TermQuery tagQuery = new TermQuery();
tagQuery.setFieldName("tags.tag");
tagQuery.setTerm(ColumnValue.fromString("表格存储"));
NestedQuery nestedQuery = new NestedQuery();
nestedQuery.setPath("tags");
nestedQuery.setScoreMode(ScoreMode.Avg);
nestedQuery.setQuery(tagQuery);
// 时间范围查询:2024 年全年
RangeQuery timeQuery = new RangeQuery();
timeQuery.setFieldName("createdAt");
timeQuery.greaterThanOrEqual(ColumnValue.fromLong(1704067200000L)); // 2024-01-01
timeQuery.lessThan(ColumnValue.fromLong(1735689600000L)); // 2025-01-01
// 文件类型查询:type = "image"
TermQuery typeQuery = new TermQuery();
typeQuery.setFieldName("type");
typeQuery.setTerm(ColumnValue.fromString("image"));
// 使用 BoolQuery 组合三个条件
BoolQuery boolQuery = new BoolQuery();
boolQuery.setMustQueries(Arrays.asList(nestedQuery, timeQuery, typeQuery));
SearchQuery searchQuery = new SearchQuery();
searchQuery.setQuery(boolQuery);
searchQuery.setGetTotalCount(true);
searchQuery.setLimit(5);
searchQuery.setSort(new Sort(Arrays.asList(
new FieldSort("createdAt", SortOrder.DESC))));
SearchRequest request = new SearchRequest("meta_file", "meta_file_index", searchQuery);
SearchRequest.ColumnsToGet columnsToGet = new SearchRequest.ColumnsToGet();
columnsToGet.setReturnAll(true);
request.setColumnsToGet(columnsToGet);
SearchResponse response = client.search(request);
System.out.println("Total hits: " + response.getTotalCount());
for (Row row : response.getRows()) {
System.out.println(row);
}
Python
# 嵌套标签查询
nested_query = tablestore.NestedQuery(
"tags",
tablestore.TermQuery("tags.tag", "表格存储"),
score_mode=tablestore.ScoreMode.AVG,
)
# 时间范围查询:2024 年全年
range_query = tablestore.RangeQuery(
"createdAt",
range_from=1704067200000, # 2024-01-01
range_to=1735689600000, # 2025-01-01
include_lower=True,
include_upper=False,
)
# 文件类型查询
type_query = tablestore.TermQuery("type", "image")
# BoolQuery 组合三个条件
bool_query = tablestore.BoolQuery(
must_queries=[nested_query, range_query, type_query])

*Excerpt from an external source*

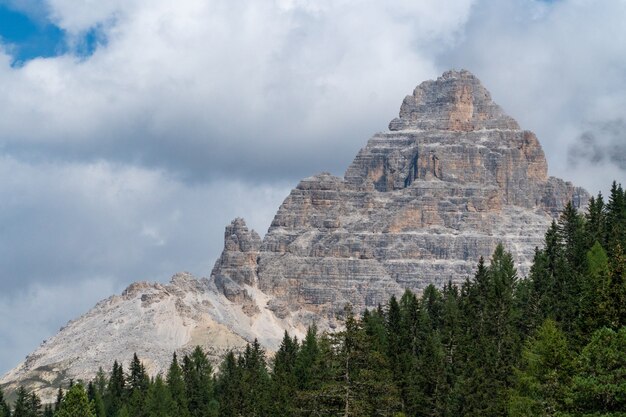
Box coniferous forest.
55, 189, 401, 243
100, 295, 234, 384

result = client.search("meta_file", "meta_file_index",
tablestore.SearchQuery(bool_query, get_total_count=True, limit=5,
sort=tablestore.Sort(sorters=[
tablestore.FieldSort("createdAt", tablestore.SortOrder.DESC)])),
tablestore.ColumnsToGet(return_type=tablestore.ColumnReturnType.ALL))
print(f"Total hits: {result.total_count}")
for row in result.rows:
cols = {c[0]: c[1] for c in row[1]}
print(f"fId={cols['fId']} | type={cols['type']} | createdAt={cols['createdAt']}")
场景三:按文件类型统计
使用 GroupByField 按文件类型分组,统计每种类型的文件数量和平均文件大小。
Java
SearchRequest request = SearchRequest.newBuilder()
.tableName("meta_file").indexName("meta_file_index")
.searchQuery(SearchQuery.newBuilder()
.query(QueryBuilders.matchAll())
.limit(0)
.addGroupBy(GroupByBuilders.groupByField("fileType", "type")
.size(20)
.addSubAggregation(AggregationBuilders.count("fileCount", "fId"))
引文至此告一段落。